Seeing Red, by Tyler Smith
It was recently announced that Woody Harrelson’s role in the upcoming Venom film will be that of Cletus Kasady, known more commonly as Carnage. In some ways, this is exciting. In others, however, I am concerned. I was already narrowing my eyes at the idea of a Venom movie in the first place. Perhaps even more than most villains, Venom has always had a direct connection to Spider-Man, both as a function of his secret identity and the alien Symbiote that was rejected by the webslinger. Two entities with separate reasons to hate Spider-Man coming together into one supercharged ball of hatred.
It’s one of the reasons that Venom has always been one of Spider-Man’s more effective villains. But, despite Tom Hardy playing a character named Eddie Brock, it doesn’t seem like the story is going to hinge so much on Spider-Man himself, thus robbing Venom of a lot of his motivation. The inclusion of Carnage, however, concerns me even further. With Carnage present, Venom – an intensely horrifying character – begins to look tame by comparison, watering him down even more. It’s curious whether or not Venom will even be presented as a villain at all, now that we know that Carnage will be running around.
It remains to be seen how all of this is going to play out, but at least the casting of Woody Harrelson is inspired. I feel like it’s been a while since we got Harrelson at his most uninhibited. While he has played a number of unstable characters over the years, there was often a quiet world-weariness to them. Carnage is not merely psychotic, but gleefully so. To watch Harrelson in that mode could recall his role in Oliver Stone’s Natural Born Killers, which was so over-the-top and committed that it was deeply unsettling. In a film that already promises to be one of the more intense entries in the Marvel Cinematic Universe, Harrelson’s Carnage promises to be one of its most memorable and contemptible villains.

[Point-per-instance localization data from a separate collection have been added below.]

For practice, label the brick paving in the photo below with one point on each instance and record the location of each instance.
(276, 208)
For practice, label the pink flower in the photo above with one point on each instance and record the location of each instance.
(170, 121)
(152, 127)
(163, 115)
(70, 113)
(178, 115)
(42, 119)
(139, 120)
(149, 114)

Possible mythos issues aside, I’m actually pretty excited to see Venom. If nothing else, it could bring to the genre what most comic book movies lack: chaos. Building a movie around a number of characters that are varying degrees of insane could keep the audience on its toes, alternately surprising and terrifying us. And even if it winds up being much more conventional than I expect – which it very likely could – we can at least count on Harrelson to shake things up in what could very well be one of his more memorable roles.